Database transactions are the backbone of modern applications, ensuring data consistency, reliability, and integrity. However, improper transaction management can lead to data corruption, performance bottlenecks, and even system failures.
Table of Contents
Toggle1. Not Using Transactions When Needed
The Mistake
Many developers forget to wrap multiple related database operations in a transaction. If an error occurs midway, only some changes might be applied, leaving the database in an inconsistent state.
Example:
Consider a bank transfer where we withdraw money from one account and deposit it into another:
UPDATE accounts SET balance = balance - 500 WHERE id = 1;
UPDATE accounts SET balance = balance + 500 WHERE id = 2;
If the first statement executes but the second one fails (e.g., due to a network issue), the money disappears!
The Fix
Wrap related operations in a transaction so that they either all succeed or all fail:
START TRANSACTION;
UPDATE accounts SET balance = balance - 500 WHERE id = 1;
UPDATE accounts SET balance = balance + 500 WHERE id = 2;
COMMIT;
If anything goes wrong, roll back the transaction:
ROLLBACK;
2. Holding Transactions Open for Too Long
The Mistake
A transaction should be kept open only for the shortest time necessary.

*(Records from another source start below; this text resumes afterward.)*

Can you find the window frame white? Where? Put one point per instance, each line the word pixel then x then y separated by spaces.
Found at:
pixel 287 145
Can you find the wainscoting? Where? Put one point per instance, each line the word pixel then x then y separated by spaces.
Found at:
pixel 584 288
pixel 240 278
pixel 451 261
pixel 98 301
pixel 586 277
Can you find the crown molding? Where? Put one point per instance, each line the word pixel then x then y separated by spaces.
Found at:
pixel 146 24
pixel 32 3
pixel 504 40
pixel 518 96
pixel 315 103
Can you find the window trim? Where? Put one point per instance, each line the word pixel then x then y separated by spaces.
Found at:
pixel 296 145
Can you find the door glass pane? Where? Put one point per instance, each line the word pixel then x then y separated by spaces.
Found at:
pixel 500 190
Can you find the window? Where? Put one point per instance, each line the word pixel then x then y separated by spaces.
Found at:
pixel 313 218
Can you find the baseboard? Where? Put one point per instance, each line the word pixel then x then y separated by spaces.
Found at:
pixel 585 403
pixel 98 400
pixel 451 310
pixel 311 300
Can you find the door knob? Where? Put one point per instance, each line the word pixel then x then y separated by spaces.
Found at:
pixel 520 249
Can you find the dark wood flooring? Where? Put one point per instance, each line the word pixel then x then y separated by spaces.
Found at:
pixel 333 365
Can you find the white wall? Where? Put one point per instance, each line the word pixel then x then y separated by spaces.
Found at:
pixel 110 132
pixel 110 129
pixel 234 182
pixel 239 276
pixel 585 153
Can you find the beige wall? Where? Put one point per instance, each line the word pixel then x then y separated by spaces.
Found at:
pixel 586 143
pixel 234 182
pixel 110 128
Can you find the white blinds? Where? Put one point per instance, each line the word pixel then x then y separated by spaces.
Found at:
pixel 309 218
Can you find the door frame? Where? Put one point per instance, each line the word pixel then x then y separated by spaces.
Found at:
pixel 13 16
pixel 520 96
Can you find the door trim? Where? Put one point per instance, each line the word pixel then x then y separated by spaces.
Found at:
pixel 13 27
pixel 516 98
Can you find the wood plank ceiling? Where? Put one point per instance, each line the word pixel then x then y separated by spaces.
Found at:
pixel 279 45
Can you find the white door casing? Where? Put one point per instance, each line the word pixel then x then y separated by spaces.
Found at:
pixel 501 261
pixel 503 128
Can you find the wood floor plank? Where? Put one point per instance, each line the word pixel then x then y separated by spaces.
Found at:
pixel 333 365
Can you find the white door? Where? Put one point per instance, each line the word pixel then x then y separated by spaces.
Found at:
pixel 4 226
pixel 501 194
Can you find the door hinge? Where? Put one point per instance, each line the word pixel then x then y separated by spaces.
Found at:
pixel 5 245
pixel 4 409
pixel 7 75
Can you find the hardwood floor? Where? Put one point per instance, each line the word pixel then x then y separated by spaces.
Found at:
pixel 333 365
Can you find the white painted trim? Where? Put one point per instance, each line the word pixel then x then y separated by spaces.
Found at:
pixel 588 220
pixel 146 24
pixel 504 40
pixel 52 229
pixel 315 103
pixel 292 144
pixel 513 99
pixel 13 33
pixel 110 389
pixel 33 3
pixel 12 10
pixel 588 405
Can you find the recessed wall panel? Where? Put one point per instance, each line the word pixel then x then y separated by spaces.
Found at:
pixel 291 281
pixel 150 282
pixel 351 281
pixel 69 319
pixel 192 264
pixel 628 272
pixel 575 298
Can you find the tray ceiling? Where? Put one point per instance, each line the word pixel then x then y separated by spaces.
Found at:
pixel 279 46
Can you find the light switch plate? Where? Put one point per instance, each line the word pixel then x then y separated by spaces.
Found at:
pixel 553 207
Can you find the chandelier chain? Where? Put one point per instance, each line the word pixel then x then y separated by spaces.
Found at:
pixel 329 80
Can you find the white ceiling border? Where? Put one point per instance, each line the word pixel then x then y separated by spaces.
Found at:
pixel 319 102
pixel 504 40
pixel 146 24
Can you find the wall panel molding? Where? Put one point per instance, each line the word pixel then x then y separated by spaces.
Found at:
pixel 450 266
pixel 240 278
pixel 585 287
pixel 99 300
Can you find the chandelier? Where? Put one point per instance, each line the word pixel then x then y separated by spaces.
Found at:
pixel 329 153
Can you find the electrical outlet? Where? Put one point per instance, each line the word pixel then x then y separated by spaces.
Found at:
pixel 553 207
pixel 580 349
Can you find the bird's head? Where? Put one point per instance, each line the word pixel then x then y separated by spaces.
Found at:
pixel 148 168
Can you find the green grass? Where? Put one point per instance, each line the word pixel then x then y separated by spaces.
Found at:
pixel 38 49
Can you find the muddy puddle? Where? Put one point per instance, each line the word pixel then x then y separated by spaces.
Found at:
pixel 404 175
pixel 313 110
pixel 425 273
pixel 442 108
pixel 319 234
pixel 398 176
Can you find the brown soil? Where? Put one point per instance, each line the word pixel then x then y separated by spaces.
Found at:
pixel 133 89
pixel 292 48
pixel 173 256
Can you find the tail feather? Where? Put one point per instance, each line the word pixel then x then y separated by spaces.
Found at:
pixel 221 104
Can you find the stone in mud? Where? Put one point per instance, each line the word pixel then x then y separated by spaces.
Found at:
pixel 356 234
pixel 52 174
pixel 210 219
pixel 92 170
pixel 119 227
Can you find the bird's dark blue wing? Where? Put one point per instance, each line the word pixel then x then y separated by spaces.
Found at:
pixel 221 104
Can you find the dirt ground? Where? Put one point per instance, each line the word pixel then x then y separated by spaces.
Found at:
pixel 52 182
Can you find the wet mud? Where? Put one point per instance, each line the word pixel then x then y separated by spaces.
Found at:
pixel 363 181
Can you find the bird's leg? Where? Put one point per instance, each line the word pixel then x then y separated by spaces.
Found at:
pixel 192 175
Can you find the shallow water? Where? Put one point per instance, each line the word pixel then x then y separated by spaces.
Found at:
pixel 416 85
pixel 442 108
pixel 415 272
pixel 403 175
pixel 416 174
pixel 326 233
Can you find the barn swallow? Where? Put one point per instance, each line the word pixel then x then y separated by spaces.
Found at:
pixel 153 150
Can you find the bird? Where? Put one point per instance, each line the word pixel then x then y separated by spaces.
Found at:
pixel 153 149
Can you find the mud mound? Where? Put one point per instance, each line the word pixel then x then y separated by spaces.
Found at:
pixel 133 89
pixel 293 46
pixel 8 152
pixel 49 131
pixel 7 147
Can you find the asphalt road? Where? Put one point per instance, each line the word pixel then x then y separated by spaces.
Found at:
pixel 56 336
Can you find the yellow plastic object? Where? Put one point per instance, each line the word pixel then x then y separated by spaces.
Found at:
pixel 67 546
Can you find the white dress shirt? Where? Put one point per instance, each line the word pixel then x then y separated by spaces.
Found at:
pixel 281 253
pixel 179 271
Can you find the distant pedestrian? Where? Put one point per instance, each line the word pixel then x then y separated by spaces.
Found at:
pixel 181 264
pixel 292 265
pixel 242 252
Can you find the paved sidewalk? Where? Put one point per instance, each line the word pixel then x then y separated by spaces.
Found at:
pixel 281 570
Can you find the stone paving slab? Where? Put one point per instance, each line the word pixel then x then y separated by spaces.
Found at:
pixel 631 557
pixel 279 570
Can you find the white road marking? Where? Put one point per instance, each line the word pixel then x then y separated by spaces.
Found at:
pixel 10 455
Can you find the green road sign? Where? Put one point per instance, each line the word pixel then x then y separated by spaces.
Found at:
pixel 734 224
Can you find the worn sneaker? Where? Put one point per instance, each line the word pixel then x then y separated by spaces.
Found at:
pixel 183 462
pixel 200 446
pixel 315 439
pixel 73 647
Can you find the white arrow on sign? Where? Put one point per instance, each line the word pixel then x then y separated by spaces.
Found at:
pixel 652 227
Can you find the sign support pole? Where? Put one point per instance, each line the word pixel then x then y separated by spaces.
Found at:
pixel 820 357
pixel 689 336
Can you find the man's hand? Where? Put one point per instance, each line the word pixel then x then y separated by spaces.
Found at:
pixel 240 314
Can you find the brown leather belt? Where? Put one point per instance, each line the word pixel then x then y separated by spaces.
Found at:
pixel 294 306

Keeping transactions open too long locks database rows, which can cause performance issues and deadlocks.
Example:
Imagine a transaction that updates an order status but also performs an expensive report generation:
BEGIN;
UPDATE orders SET status = 'Processed' WHERE id = 123;
/* Report generation logic here (takes 30 seconds) */
COMMIT;
The order row is locked for 30 seconds, blocking other queries!
The Fix
Keep transactions short and fast. Move expensive operations outside the transaction:
BEGIN;
UPDATE orders SET status = 'Processed' WHERE id = 123;
COMMIT;
/* Now generate the report outside the transaction */
3. Not Handling Deadlocks Properly
The Mistake
Deadlocks happen when two or more transactions hold locks on resources the other needs. If not handled, your application might hang or fail unexpectedly.
Example:
Two transactions update the same two rows in a different order:
-- Transaction 1
BEGIN;
UPDATE accounts SET balance = balance - 100 WHERE id = 1;
UPDATE accounts SET balance = balance + 100 WHERE id = 2;
COMMIT;
-- Transaction 2
BEGIN;
UPDATE accounts SET balance = balance + 100 WHERE id = 2;
UPDATE accounts SET balance = balance - 100 WHERE id = 1;
COMMIT;
If both transactions run at the same time, a deadlock occurs!
The Fix
- Use consistent locking order – Always update rows in the same order across transactions.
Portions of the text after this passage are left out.